DOJ Wants More Information on Voter ID Law

Mississippi Attorney General Jim Hood says the U.S. Department of Justice has responded to the Mississippi’s request for pre-clearance of the voter ID law.

Hood said Tuesday that the federal government wants more information to be able to determine that the proposed changes "neither have a discriminatory purpose nor will have a discriminatory effect."

The list of requests includes a copy of data that supports the state’s determination that voter ID "will not have a retrogressive effect on minority citizens in the effective exercise of their electoral franchise".

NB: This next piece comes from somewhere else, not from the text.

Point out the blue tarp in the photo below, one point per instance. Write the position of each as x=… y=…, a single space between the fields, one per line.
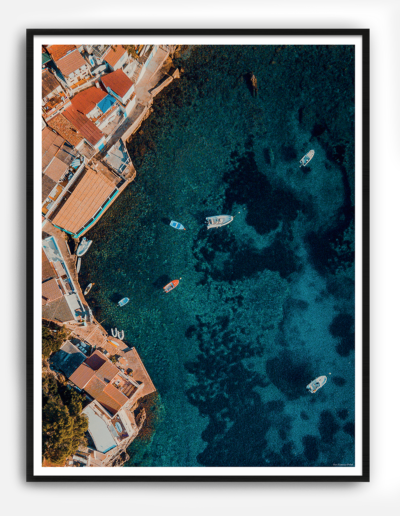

Secretary of State Delbert Hosemann said the issue of voter ID was decided by voters in November 2011 through a "free and fair election".

"We believe the process of implementation authorized by the Mississippi Legislature and the rules and regulations will show no discrimination against any citizen of Mississippi,” Hosemann said.

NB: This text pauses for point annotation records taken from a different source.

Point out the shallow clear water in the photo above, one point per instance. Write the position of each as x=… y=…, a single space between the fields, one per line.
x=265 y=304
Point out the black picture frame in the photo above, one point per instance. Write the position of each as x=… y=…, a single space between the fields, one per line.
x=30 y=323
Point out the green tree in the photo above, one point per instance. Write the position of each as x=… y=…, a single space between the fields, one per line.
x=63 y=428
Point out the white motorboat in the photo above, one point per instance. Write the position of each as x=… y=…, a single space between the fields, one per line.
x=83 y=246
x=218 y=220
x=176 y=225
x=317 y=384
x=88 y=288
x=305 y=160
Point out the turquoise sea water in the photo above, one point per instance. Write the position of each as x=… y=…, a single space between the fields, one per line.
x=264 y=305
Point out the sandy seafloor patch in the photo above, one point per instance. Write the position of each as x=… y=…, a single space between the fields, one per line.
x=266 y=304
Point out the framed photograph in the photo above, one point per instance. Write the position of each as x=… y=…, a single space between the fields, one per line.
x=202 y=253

DOJ also wants to review a detailed description of any measures the state intends to put in place to "ameliorate this prohibited effect", which would include the rules and regulations being created by the Secretary of State.

"All the DOJ is saying in this response is that they need more details of the State’s plan in order to make a determination," said Hood. "What this means is that the Voter ID requirement will not be in place before the November election. You will not be required to show ID at the poll until DOJ interposes no objections or pre-clears Mississippi’s voter ID bill."

Hood said some of the requested information is already compiled and can be easily provided. Once the state provides the requested information, the DOJ will have 60 days to respond.

Hood said any election officials or court clerks with questions about voter ID and the upcoming election may contact the Attorney General’s Office at 601-359-3680.